Will My Employees Cut My Pay?
Most employees don’t have a say in how much their bosses get paid. When they’re shareholders, however, the balance of power shifts at least a little.
“Traditionally, employee-shareholders have rarely exercised their voting power,” Gretchen Morgenson wrote in last weekend’s New York Times. “But … stockholders of all stripes may be starting to assert themselves more.”
In particular, they’re starting to organize against huge executive-pay packages at companies such as Wal-Mart, Citigroup and Verizon. For instance, a $15-million paycheck for Vikram Pandit, chief executive of Citigroup, drew a 55% no-vote. And though such votes aren’t binding, they can certainly make a board think twice about whether to go forward with such king-size compensation.

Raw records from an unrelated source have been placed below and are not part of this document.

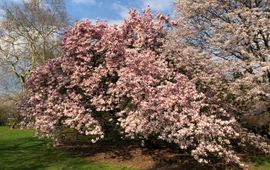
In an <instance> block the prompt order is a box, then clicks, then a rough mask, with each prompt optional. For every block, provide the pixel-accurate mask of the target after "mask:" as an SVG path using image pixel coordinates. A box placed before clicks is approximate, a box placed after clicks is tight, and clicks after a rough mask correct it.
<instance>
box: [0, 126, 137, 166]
mask: <svg viewBox="0 0 270 170" xmlns="http://www.w3.org/2000/svg"><path fill="white" fill-rule="evenodd" d="M33 135H34V132H33V131H31V130H19V129H10V128H8V127H0V170H41V169H46V170H62V169H63V170H71V169H74V170H134V169H133V168H129V167H124V166H123V167H121V166H116V165H111V164H107V163H100V162H94V161H90V160H87V159H86V158H83V157H80V156H76V155H72V154H71V153H67V152H64V151H60V150H57V149H55V148H52V147H50V145H48V142H46V141H44V140H39V139H37V138H34V137H33Z"/></svg>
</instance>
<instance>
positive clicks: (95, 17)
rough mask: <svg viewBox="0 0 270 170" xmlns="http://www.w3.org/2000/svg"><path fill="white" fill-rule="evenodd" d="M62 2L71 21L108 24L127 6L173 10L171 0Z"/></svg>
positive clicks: (96, 0) (153, 10) (98, 0)
mask: <svg viewBox="0 0 270 170" xmlns="http://www.w3.org/2000/svg"><path fill="white" fill-rule="evenodd" d="M5 1H6V2H16V3H20V1H22V0H0V5H1V4H3V3H4V2H5ZM26 1H28V0H26ZM64 2H65V5H66V9H67V13H68V15H69V17H70V18H71V19H72V20H73V21H77V20H84V19H91V20H94V21H95V20H97V19H99V20H107V21H108V22H109V23H110V24H120V23H121V21H123V19H124V18H125V17H126V16H127V15H128V10H129V8H135V9H137V10H138V11H142V10H143V9H145V8H146V7H147V6H148V5H149V6H150V7H151V8H152V9H153V11H154V12H156V11H160V12H162V13H163V14H165V15H170V14H171V13H172V10H173V0H64ZM0 13H1V11H0Z"/></svg>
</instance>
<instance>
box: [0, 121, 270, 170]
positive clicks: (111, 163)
mask: <svg viewBox="0 0 270 170" xmlns="http://www.w3.org/2000/svg"><path fill="white" fill-rule="evenodd" d="M33 136H34V132H33V131H31V130H19V129H10V128H8V127H1V126H0V170H41V169H42V170H43V169H45V170H62V169H63V170H71V169H74V170H135V168H132V167H126V166H119V164H117V165H114V164H113V163H104V162H99V161H91V160H90V159H86V158H85V157H82V156H78V155H75V154H72V153H70V152H66V151H61V150H59V149H56V148H53V147H51V146H50V145H49V142H47V141H45V140H40V139H37V138H35V137H33ZM247 164H248V165H249V168H250V169H252V170H253V169H254V170H270V157H263V158H262V157H257V158H255V159H253V161H252V162H247ZM120 165H121V164H120ZM128 165H129V164H128ZM165 169H166V168H165ZM168 170H169V169H168Z"/></svg>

“To the degree that employee-shareholders band together to have their say on the boss’s pay, they can be a formidable force,” Morgenson noted. “After years of acquiescence, it’s good to see shareholders starting to flex their muscles.”
Peter Drucker long saw this day coming. When workers own company stock, he wrote in 1986’s The Frontiers of Management, it can “prevent what employees resent the most: top people getting big increases in the very year in which a company slashes blue-collar and clerical payrolls.”
Indeed, if Drucker would have been surprised about anything it’s that employees haven’t thrown their weight around even more. “Worker ownership of the means of production is not only a sound concept, it is also inevitable,” he wrote in a 1991 Harvard Business Review article. “Power follows property, says the old axiom. . . . And since property has shifted to the wage earners in all developed countries, power has to follow.”
In Post-Capitalist Society, Drucker explained that pension funds have effectively made millions of American workers into business owners. “If Socialism is defined, as Marx defined it, as ownership of the means of production by the employees,” he wrote, “then the United States has become the most ‘socialist’ country around.”
What do you think: Can employee owners rein in excessive executive compensation—or do they lack the power to make a real difference?